Alors que le Sénat a fait tomber la loi sur l’aide à mourir, Antoine Hérouard, archevêque de Dijon, avait adressé la veille de son examen une lettre aux sénateurs de la Côte-d’Or, entendue comme une réflexion « sur les enjeux humains, sociaux et éthiques soulevés par ce texte et invitant les parlementaires à un discernement attentif », écrit le diocèse.
« Alors que le Sénat s’apprête à examiner le projet de loi relatif à « l’aide active à mourir », je souhaite vous adresser la tribune récemment publiée par les évêques catholiques de France.
Par ce texte, nous avons voulu alerter solennellement sur la portée humaine, éthique et sociale d’un projet qui introduirait dans notre droit la possibilité de provoquer volontairement la mort.
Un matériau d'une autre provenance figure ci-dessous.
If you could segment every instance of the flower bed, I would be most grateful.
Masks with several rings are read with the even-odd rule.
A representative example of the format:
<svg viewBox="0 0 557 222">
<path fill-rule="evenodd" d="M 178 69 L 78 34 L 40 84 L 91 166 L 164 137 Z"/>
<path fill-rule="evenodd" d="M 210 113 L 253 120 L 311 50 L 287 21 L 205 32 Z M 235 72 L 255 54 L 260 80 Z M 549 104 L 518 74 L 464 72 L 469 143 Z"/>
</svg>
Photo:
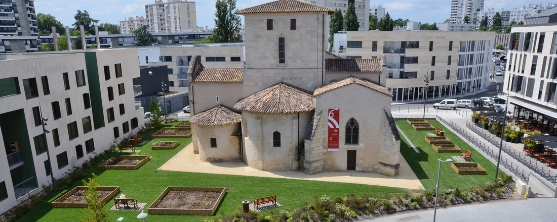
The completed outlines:
<svg viewBox="0 0 557 222">
<path fill-rule="evenodd" d="M 87 186 L 76 186 L 51 203 L 54 208 L 87 208 L 89 204 L 83 200 L 83 194 Z M 120 192 L 120 186 L 99 186 L 97 190 L 101 193 L 99 202 L 106 203 Z"/>
<path fill-rule="evenodd" d="M 165 127 L 151 135 L 152 138 L 189 138 L 192 136 L 191 129 L 187 128 Z"/>
<path fill-rule="evenodd" d="M 451 167 L 455 170 L 457 174 L 473 175 L 487 174 L 486 170 L 476 163 L 452 163 Z"/>
<path fill-rule="evenodd" d="M 213 215 L 224 197 L 226 189 L 169 186 L 149 206 L 149 213 Z"/>
<path fill-rule="evenodd" d="M 149 156 L 116 156 L 101 163 L 97 169 L 136 170 L 149 159 Z"/>
<path fill-rule="evenodd" d="M 433 144 L 431 147 L 437 153 L 460 153 L 462 151 L 456 144 Z"/>
<path fill-rule="evenodd" d="M 151 149 L 173 149 L 180 145 L 178 141 L 159 141 L 153 143 Z"/>
<path fill-rule="evenodd" d="M 452 143 L 447 137 L 426 137 L 426 142 L 429 144 Z"/>
</svg>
Une telle évolution ne constitue pas un simple ajustement législatif : elle engage une vision de la personne humaine et du lien de solidarité qui unit notre société, en particulier envers les plus fragiles.
La tribune rappelle avec force l’attachement de nombreux acteurs à la loi française qui, jusqu’à présent, a refusé la mort provoquée et privilégié l’accompagnement, le soin et la solidarité jusqu’au terme de la vie. Elle souligne également un point décisif : le Conseil consultatif national d’éthique a fait de la généralisation effective des soins palliatifs une condition éthique préalable à toute évolution législative en matière de fin de vie. Or cette condition n’est aujourd’hui pas remplie, tant les inégalités d’accès à ces soins demeurent importantes sur le territoire.
Dans ce contexte, nous craignons que des notions essentielles telles que la fraternité, la liberté ou la dignité ne soient profondément altérées si la réponse apportée à la souffrance venait à être l’acte de donner la mort, plutôt que celui de soigner, d’accompagner et de ne pas laisser seul. En outre, se pose aussi la question du respect de l’objection de conscience, non seulement pour les soignants, mais aussi, pour tous les autres acteurs et les établissements eux-mêmes (Hôpitaux catholiques, EPHAD) qui risqueraient, en conscience, d’être contraints de fermer.
Je vous remercie de l’attention que vous porterez à cet appel et me tiens à votre disposition pour reparler de cette question très grave, qui n’est pas d’ordre confessionnel, mais touche à l’avenir de notre commune humanité ».